Knowing the initial capacitance C and voltage V is equivalent to knowing the initial height of the car… it allows me to calculate initial potential energy.

Looking at it a different way, if I simply reduced the voltage applied from an infinite energy source (which would replace any lost energy) to 1/2 it's original value, the single original cap would store 1/4 of the original energy, just like it would if we discharged it into another equivalent cap. This in spite of the fact that it is connected to an infinite energy source that will replenish any losses.
I agree with that. No matter how you change the voltage, the potential energy formula PE=0.5*C*V^2 will still hold. I’m not sure what your the dilemma or contradiction is.
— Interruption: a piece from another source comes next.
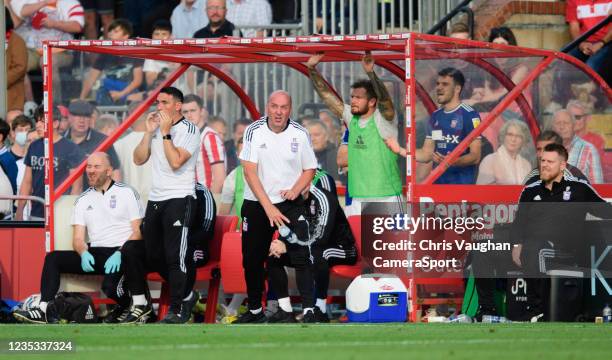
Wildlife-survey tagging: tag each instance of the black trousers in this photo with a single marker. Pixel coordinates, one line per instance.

Maybe here is a different way to look at it. PE=0.5*C*V^2. Substituing V=Q/C we have PE = 0.5*C*(Q/C)^2 = 0.5*Q^2/C. The basic behavior which gave rise to our dlima is that potential energy does NOT vary linearly with Q (it actually varies with Q^2). So there is NOT a fixed amount of PE per charge regardless of voltage. So I can NOT expect in general to be able to transfer charges from one cap to another without changing the total energy.

Why shouldn’t each unit of charge carry an equal unit of PE? deltaPE = V*deltaq….where V itself is a function of total stored charge Q (V=Q/C). As a charge up the cap my V is increasing so each incremental unit of charge requires more and more energy to place it on the cap. Total PE is integral V*dq from q = 0 to Q = integral q/Cdq from 0 to Q = [0.5q^2/c] evaluated at Q minus [0.5q^2/c] evaluated at zero = 0.5*Q^2/C. Possibly drawing that integral graphically as a right triangle area shows the intuition that each unit of charge added (or removed) from a cap does not require the same amount of energy.

Once again... modeling resisitve energy dissipation was my first choice based on math ease in modeling and relative simplicity to understand. I don't rule out other possiblities like electromagnetic which will may also dissipate significant energy depending on the experimental setups. No matter what, we can rest assured that energy conservation will hold.